The National Peace and Reconciliation Commission (NPRC) is an independent constitutional commission in Zimbabwe established to promote national healing, post-conflict justice, reconciliation and sustainable peace. It was created under sections 251 to 253 of the Constitution of Zimbabwe (2013) as one of the independent commissions supporting democracy in Chapter 12. The Commission was operationalised by the National Peace and Reconciliation Commission Act [Chapter 10:32], signed into law by President Emmerson Mnangagwa on 5 January 2018. In 2026, the Constitution of Zimbabwe Amendment (No. 3) Bill proposed repealing the Commission and transferring its functions to the Zimbabwe Human Rights Commission, but this provision was removed during the parliamentary process and the NPRC was retained.

== Establishment ==
The National Peace and Reconciliation Commission was provided for in the 2013 Constitution as part of efforts to address Zimbabwe’s history of political violence and conflict, including the Gukurahundi massacres of the 1980s.

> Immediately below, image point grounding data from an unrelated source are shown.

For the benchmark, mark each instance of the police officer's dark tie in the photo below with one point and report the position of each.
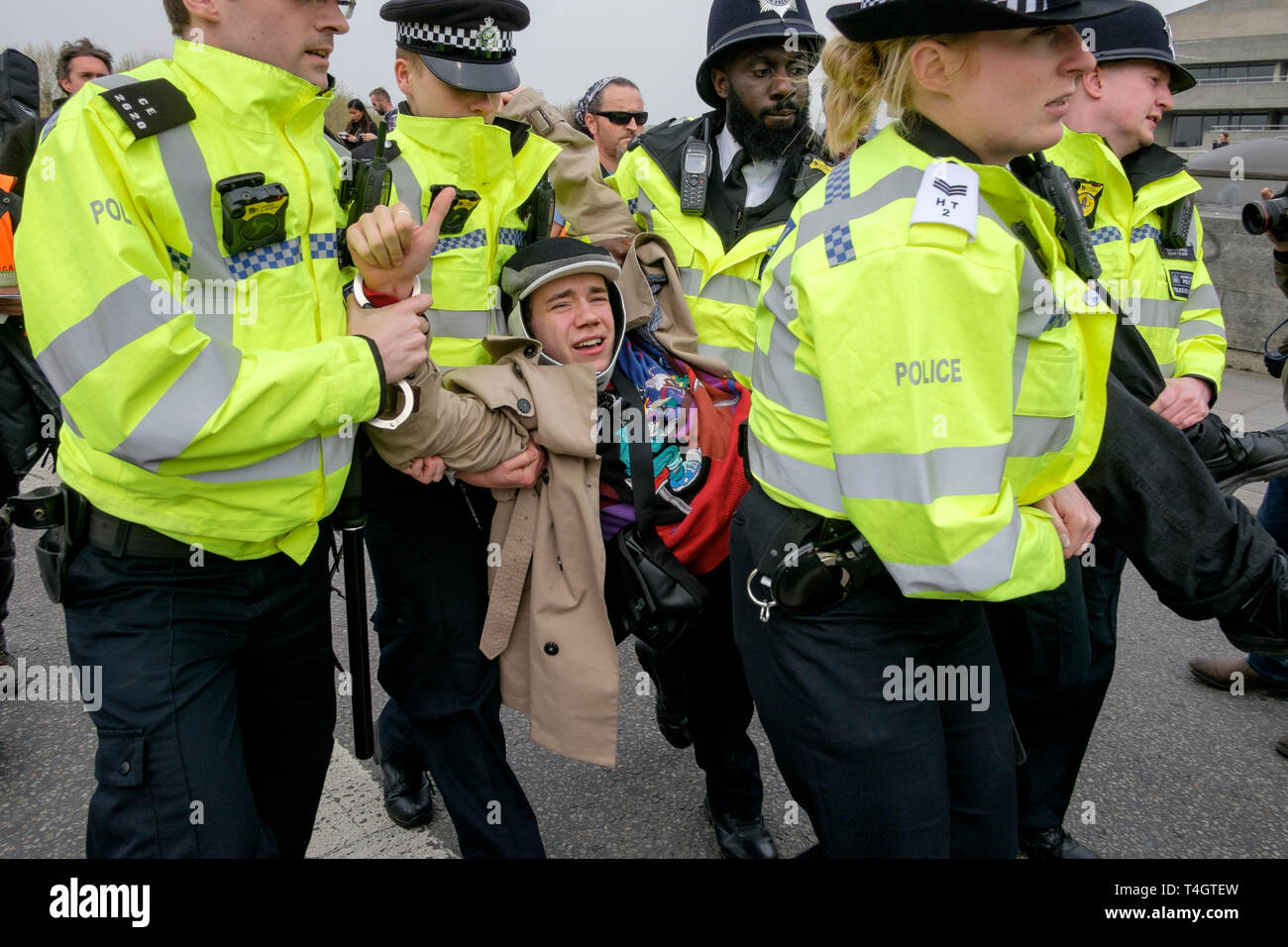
(735, 184)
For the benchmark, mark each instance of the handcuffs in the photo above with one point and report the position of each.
(408, 395)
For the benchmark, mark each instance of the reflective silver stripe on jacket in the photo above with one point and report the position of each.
(304, 458)
(121, 317)
(774, 372)
(406, 187)
(183, 410)
(922, 478)
(460, 324)
(809, 482)
(730, 289)
(691, 281)
(982, 569)
(735, 359)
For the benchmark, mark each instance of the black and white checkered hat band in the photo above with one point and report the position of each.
(493, 42)
(1018, 5)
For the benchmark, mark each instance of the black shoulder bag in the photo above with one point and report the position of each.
(648, 591)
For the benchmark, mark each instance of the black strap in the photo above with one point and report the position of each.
(642, 460)
(644, 496)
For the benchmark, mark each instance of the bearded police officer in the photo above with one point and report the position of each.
(207, 376)
(720, 188)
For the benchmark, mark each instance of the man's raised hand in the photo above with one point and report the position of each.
(390, 250)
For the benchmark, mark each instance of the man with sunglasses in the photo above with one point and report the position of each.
(194, 328)
(612, 114)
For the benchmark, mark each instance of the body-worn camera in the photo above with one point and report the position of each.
(1267, 217)
(254, 211)
(463, 205)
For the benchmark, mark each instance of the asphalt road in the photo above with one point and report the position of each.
(1175, 768)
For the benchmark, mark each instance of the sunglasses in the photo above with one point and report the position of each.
(346, 5)
(623, 118)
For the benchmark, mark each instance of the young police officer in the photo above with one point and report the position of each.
(1137, 202)
(428, 543)
(206, 373)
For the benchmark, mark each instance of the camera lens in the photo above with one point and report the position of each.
(1254, 219)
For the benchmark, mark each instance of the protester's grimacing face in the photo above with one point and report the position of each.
(429, 97)
(613, 140)
(1134, 97)
(80, 69)
(574, 320)
(288, 34)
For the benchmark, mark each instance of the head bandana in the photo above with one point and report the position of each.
(584, 106)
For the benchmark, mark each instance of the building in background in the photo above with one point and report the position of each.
(1237, 52)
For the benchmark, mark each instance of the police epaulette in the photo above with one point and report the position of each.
(151, 107)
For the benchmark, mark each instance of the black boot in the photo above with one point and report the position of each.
(1234, 460)
(1258, 624)
(739, 838)
(408, 796)
(1052, 843)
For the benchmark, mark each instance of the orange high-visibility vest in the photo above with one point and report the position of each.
(7, 182)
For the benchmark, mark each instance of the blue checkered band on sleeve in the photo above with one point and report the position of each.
(273, 257)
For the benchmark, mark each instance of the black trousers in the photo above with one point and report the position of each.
(1202, 552)
(218, 701)
(883, 771)
(428, 549)
(8, 487)
(1056, 650)
(703, 672)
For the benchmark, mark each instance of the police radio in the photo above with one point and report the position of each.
(695, 172)
(1070, 226)
(254, 211)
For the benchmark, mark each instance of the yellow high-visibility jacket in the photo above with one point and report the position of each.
(1164, 290)
(720, 285)
(928, 368)
(502, 162)
(209, 395)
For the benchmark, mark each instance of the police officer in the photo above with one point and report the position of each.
(719, 188)
(207, 371)
(1056, 651)
(428, 543)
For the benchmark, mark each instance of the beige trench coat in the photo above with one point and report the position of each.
(546, 617)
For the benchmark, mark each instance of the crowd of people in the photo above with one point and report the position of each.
(787, 411)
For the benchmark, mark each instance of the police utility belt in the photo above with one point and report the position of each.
(811, 566)
(69, 522)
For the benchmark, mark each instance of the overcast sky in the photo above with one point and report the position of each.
(570, 44)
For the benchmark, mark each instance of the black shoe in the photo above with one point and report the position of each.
(1052, 843)
(673, 723)
(741, 838)
(1258, 624)
(408, 796)
(1257, 455)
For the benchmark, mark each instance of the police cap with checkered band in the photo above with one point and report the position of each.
(468, 44)
(868, 21)
(1137, 33)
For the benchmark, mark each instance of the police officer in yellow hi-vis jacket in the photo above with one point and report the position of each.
(930, 369)
(1057, 650)
(193, 325)
(429, 541)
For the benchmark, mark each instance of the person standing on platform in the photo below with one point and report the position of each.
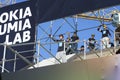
(61, 54)
(91, 42)
(105, 36)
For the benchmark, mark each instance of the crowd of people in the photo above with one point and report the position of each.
(70, 45)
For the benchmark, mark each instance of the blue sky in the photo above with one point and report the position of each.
(83, 35)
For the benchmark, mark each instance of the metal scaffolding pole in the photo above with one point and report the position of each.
(14, 68)
(3, 60)
(22, 57)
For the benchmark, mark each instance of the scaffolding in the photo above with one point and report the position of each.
(44, 44)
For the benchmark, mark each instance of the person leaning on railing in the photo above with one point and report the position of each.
(105, 36)
(61, 54)
(91, 42)
(74, 39)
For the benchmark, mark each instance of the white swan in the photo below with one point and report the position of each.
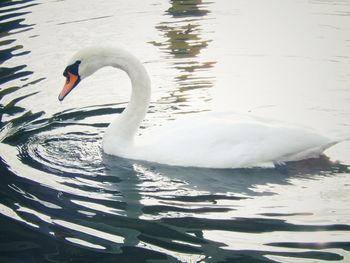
(211, 140)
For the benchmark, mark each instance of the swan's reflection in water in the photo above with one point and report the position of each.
(184, 39)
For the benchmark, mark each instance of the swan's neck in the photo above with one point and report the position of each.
(121, 132)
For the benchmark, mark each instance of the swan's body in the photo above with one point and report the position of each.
(215, 140)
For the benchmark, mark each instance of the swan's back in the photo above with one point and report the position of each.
(216, 141)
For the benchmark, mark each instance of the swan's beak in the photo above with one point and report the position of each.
(71, 82)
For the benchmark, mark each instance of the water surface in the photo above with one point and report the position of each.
(63, 200)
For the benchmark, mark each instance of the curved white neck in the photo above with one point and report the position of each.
(121, 132)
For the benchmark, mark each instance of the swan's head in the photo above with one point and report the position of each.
(80, 66)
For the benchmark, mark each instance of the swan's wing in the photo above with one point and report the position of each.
(213, 140)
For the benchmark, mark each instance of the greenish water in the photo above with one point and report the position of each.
(63, 200)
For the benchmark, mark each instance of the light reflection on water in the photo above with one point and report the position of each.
(62, 199)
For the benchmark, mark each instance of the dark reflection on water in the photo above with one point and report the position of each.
(63, 200)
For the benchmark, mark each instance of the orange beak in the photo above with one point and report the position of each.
(71, 82)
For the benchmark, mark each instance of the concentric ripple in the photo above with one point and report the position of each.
(79, 153)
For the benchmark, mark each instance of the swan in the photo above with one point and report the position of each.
(208, 140)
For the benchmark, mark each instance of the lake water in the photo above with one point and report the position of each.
(63, 200)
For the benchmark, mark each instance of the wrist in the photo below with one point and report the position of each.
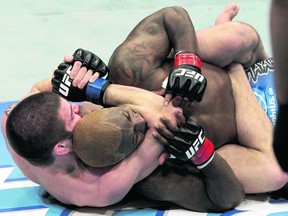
(95, 91)
(187, 58)
(205, 154)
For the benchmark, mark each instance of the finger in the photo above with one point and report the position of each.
(159, 138)
(176, 101)
(185, 102)
(164, 131)
(163, 157)
(75, 69)
(80, 75)
(85, 79)
(170, 126)
(180, 117)
(167, 99)
(94, 77)
(68, 58)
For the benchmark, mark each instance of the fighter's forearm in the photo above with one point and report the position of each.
(116, 95)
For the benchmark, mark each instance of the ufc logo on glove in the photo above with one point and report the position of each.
(65, 83)
(196, 145)
(189, 73)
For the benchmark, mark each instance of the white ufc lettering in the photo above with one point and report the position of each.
(195, 146)
(189, 73)
(66, 83)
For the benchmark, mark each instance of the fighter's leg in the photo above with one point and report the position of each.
(231, 42)
(253, 161)
(230, 11)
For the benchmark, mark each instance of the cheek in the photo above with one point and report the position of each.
(73, 123)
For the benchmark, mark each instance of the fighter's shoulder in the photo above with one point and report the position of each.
(5, 117)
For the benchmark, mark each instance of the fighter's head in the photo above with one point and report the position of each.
(105, 137)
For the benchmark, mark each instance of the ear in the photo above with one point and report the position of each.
(63, 147)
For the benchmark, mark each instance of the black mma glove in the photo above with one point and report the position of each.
(91, 61)
(186, 80)
(189, 143)
(62, 85)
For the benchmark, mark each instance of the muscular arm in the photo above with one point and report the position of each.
(214, 188)
(141, 60)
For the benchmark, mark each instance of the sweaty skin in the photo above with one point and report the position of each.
(145, 59)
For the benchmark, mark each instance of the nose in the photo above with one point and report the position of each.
(138, 121)
(75, 108)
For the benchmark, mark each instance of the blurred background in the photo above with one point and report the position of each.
(36, 34)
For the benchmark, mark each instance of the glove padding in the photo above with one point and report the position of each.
(189, 142)
(91, 61)
(186, 80)
(62, 85)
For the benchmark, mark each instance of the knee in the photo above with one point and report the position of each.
(277, 177)
(247, 42)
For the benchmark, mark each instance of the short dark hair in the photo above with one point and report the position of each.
(34, 127)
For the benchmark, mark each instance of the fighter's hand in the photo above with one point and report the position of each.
(87, 67)
(62, 85)
(185, 80)
(188, 142)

Although the constitutional provision was included in 2013, the enabling legislation was only passed and signed into law in January 2018. The Commission is designed as a time-limited body focused on truth, justice, healing and reconciliation.

== Legal framework ==
The NPRC is established by Part 6 of Chapter 12 of the Constitution of Zimbabwe (sections 251–253). Its detailed operations, powers and procedures are set out in the National Peace and Reconciliation Commission Act [Chapter 10:32]. The Commission is independent but must report to Parliament on its activities.

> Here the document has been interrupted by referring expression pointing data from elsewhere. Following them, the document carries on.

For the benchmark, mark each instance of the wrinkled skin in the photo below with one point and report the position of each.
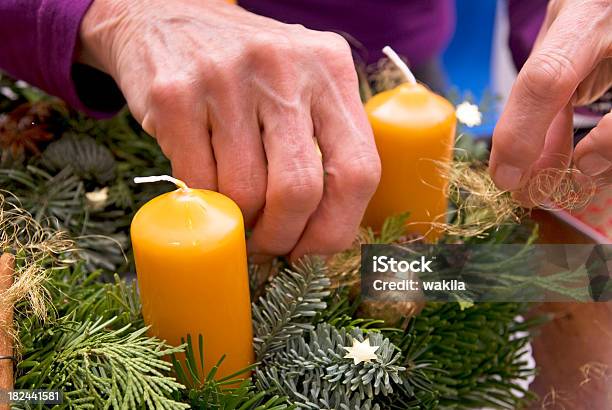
(570, 65)
(235, 101)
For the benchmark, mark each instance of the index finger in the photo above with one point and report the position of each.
(544, 86)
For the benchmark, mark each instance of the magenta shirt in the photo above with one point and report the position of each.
(38, 37)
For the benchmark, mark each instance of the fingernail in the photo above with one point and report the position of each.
(508, 177)
(259, 258)
(593, 164)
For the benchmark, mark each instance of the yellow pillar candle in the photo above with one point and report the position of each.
(414, 130)
(190, 253)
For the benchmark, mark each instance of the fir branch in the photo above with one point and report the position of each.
(101, 368)
(286, 310)
(235, 391)
(313, 372)
(465, 358)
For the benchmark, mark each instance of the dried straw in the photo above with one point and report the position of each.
(34, 248)
(481, 206)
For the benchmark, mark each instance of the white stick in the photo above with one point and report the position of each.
(157, 178)
(389, 52)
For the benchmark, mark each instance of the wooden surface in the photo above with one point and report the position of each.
(6, 319)
(574, 350)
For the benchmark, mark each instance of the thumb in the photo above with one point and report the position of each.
(567, 54)
(593, 155)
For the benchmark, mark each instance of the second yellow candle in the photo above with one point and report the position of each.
(414, 129)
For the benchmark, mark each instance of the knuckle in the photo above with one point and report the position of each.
(248, 195)
(167, 91)
(361, 175)
(547, 74)
(299, 190)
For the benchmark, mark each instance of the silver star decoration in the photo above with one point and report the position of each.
(361, 351)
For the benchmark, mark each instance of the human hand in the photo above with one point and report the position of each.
(570, 65)
(235, 101)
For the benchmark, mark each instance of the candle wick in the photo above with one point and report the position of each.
(158, 178)
(389, 52)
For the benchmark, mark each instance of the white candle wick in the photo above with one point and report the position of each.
(389, 52)
(158, 178)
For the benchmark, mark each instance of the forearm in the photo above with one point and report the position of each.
(39, 42)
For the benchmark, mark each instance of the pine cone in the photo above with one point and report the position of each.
(88, 159)
(25, 129)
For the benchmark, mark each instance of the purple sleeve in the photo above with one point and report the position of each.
(38, 43)
(526, 18)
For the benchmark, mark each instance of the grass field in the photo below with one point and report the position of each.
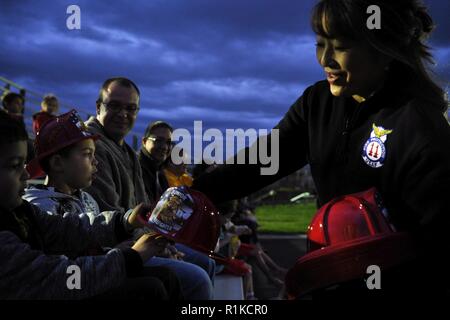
(288, 218)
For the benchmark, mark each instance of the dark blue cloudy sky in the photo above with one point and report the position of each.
(232, 64)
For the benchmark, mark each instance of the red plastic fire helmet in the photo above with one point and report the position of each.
(56, 134)
(345, 237)
(187, 216)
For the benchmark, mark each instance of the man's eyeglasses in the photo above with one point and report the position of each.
(162, 141)
(117, 107)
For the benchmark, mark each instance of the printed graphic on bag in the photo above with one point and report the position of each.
(172, 210)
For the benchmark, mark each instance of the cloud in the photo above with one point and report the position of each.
(229, 63)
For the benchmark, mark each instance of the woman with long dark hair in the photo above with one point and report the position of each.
(377, 121)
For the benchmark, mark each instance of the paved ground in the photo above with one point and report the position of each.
(284, 250)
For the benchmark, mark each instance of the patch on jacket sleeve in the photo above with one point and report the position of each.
(374, 150)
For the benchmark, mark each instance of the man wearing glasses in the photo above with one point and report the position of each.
(119, 184)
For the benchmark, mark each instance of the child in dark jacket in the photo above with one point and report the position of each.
(41, 255)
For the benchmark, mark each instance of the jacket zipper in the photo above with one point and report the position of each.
(349, 125)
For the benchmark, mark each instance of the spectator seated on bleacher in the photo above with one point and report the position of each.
(37, 249)
(49, 109)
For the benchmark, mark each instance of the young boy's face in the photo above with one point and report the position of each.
(13, 176)
(80, 165)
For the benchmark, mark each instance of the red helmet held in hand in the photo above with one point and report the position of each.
(187, 216)
(347, 235)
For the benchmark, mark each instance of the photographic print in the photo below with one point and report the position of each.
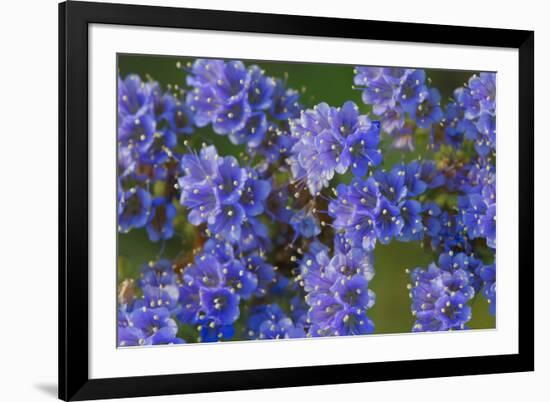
(263, 200)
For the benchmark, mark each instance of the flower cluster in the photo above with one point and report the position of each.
(149, 124)
(332, 140)
(394, 94)
(218, 192)
(336, 289)
(383, 206)
(278, 239)
(244, 104)
(471, 115)
(147, 320)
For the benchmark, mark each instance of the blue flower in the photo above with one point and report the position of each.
(329, 141)
(161, 296)
(161, 223)
(202, 201)
(232, 118)
(206, 271)
(392, 184)
(393, 119)
(412, 90)
(241, 280)
(428, 111)
(331, 317)
(137, 134)
(305, 224)
(157, 273)
(160, 149)
(220, 304)
(270, 322)
(209, 331)
(355, 210)
(439, 299)
(363, 148)
(156, 326)
(230, 180)
(136, 209)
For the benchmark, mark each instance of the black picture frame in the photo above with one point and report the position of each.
(74, 19)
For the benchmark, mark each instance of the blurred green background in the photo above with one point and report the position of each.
(318, 83)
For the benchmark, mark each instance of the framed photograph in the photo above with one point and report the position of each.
(256, 201)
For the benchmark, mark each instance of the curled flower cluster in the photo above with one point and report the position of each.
(148, 321)
(279, 242)
(149, 124)
(337, 290)
(217, 191)
(441, 294)
(332, 140)
(244, 104)
(471, 115)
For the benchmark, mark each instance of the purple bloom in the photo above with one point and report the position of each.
(428, 111)
(220, 304)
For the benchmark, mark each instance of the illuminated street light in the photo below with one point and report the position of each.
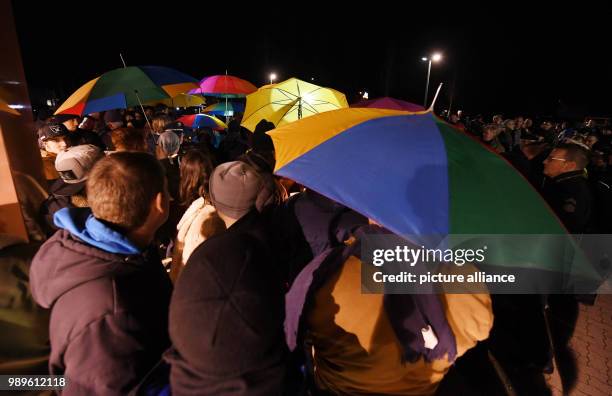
(434, 58)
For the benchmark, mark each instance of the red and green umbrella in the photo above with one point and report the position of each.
(224, 86)
(224, 109)
(127, 87)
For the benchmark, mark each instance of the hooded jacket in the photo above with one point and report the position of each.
(109, 305)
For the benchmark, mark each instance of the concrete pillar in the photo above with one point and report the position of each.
(18, 146)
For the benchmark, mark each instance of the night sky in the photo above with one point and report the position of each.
(494, 62)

== Mandate and functions ==
The primary objective of the National Peace and Reconciliation Commission is to promote national healing, peace and reconciliation. According to its constitutional and legislative mandate, the Commission is tasked with ensuring post-conflict justice, healing and reconciliation; promoting peaceful resolution of disputes; encouraging truth-telling about the past and facilitating the making of amends; developing mechanisms for the prevention of future conflicts; establishing early warning systems; and mediating disputes among communities, organisations and individuals.

== Organisation ==
The Commission consists of a Chairperson and other Commissioners appointed by the President in accordance with the Constitution. It maintains a secretariat to support its operations. The official website of the Commission is nprc.org.zw.

== Activities ==
Since becoming operational in 2018, the National Peace and Reconciliation Commission has undertaken a range of practical activities across Zimbabwe. These include conducting provincial outreach and peace dialogues in all ten provinces, where communities have been encouraged to discuss historical grievances and pathways to healing. The Commission has also facilitated mediation processes in localised conflicts, particularly those involving land disputes, political violence and inter-community tensions.

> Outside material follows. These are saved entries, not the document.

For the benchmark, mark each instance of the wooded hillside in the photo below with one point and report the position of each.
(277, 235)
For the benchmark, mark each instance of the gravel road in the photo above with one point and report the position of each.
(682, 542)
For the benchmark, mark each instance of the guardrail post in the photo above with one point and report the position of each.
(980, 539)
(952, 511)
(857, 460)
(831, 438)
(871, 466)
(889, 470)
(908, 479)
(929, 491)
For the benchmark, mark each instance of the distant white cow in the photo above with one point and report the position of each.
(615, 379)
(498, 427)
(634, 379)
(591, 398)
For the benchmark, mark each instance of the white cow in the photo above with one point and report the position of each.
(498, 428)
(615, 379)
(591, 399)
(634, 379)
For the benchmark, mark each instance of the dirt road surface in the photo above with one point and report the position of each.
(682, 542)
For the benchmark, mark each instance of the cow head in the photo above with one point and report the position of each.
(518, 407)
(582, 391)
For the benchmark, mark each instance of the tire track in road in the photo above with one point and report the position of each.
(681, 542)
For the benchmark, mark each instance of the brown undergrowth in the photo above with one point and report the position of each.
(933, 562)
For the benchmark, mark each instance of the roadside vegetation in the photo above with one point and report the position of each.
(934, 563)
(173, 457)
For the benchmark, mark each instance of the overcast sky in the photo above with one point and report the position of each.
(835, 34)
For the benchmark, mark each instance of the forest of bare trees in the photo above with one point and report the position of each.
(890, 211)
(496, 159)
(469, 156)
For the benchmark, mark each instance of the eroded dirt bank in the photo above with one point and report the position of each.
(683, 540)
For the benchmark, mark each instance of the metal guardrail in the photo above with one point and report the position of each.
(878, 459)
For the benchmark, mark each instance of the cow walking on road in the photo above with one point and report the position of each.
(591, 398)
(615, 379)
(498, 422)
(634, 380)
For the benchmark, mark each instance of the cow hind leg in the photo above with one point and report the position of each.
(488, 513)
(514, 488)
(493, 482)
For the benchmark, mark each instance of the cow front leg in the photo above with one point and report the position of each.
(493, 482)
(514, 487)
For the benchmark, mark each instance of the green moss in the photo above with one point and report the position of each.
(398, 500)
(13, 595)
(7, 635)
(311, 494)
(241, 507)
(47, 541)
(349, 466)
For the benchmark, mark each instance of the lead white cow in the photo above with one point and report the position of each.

A significant part of its work has focused on addressing the legacy of the Gukurahundi massacres. The NPRC has engaged with survivors and affected communities in Matabeleland and Midlands provinces through structured dialogues and healing processes. It has also developed and piloted early warning and early response mechanisms aimed at detecting and preventing the escalation of potential conflicts at community level.

In addition, the Commission has worked with traditional leaders, religious organisations and civil society groups to establish local peace committees. It has conducted public education campaigns on peacebuilding and reconciliation, and has submitted periodic reports to Parliament containing recommendations on measures to prevent the recurrence of politically motivated violence.

== 2026 constitutional amendment controversy ==
In February 2026, the Constitution of Zimbabwe Amendment (No. 3) Bill proposed the repeal of Part 6 of Chapter 12 of the Constitution, which would have abolished the National Peace and Reconciliation Commission and transferred its functions to the Zimbabwe Human Rights Commission. Critics, including civil society organisations and victims’ groups, argued that removing the dedicated commission would weaken efforts to address historical injustices and promote sustainable peace.

During the National Assembly committee stage in June 2026, following public representations and debate, the provision repealing the NPRC was removed. The Commission was retained in the version of the Bill passed by both Houses of Parliament and subsequently transmitted for presidential assent.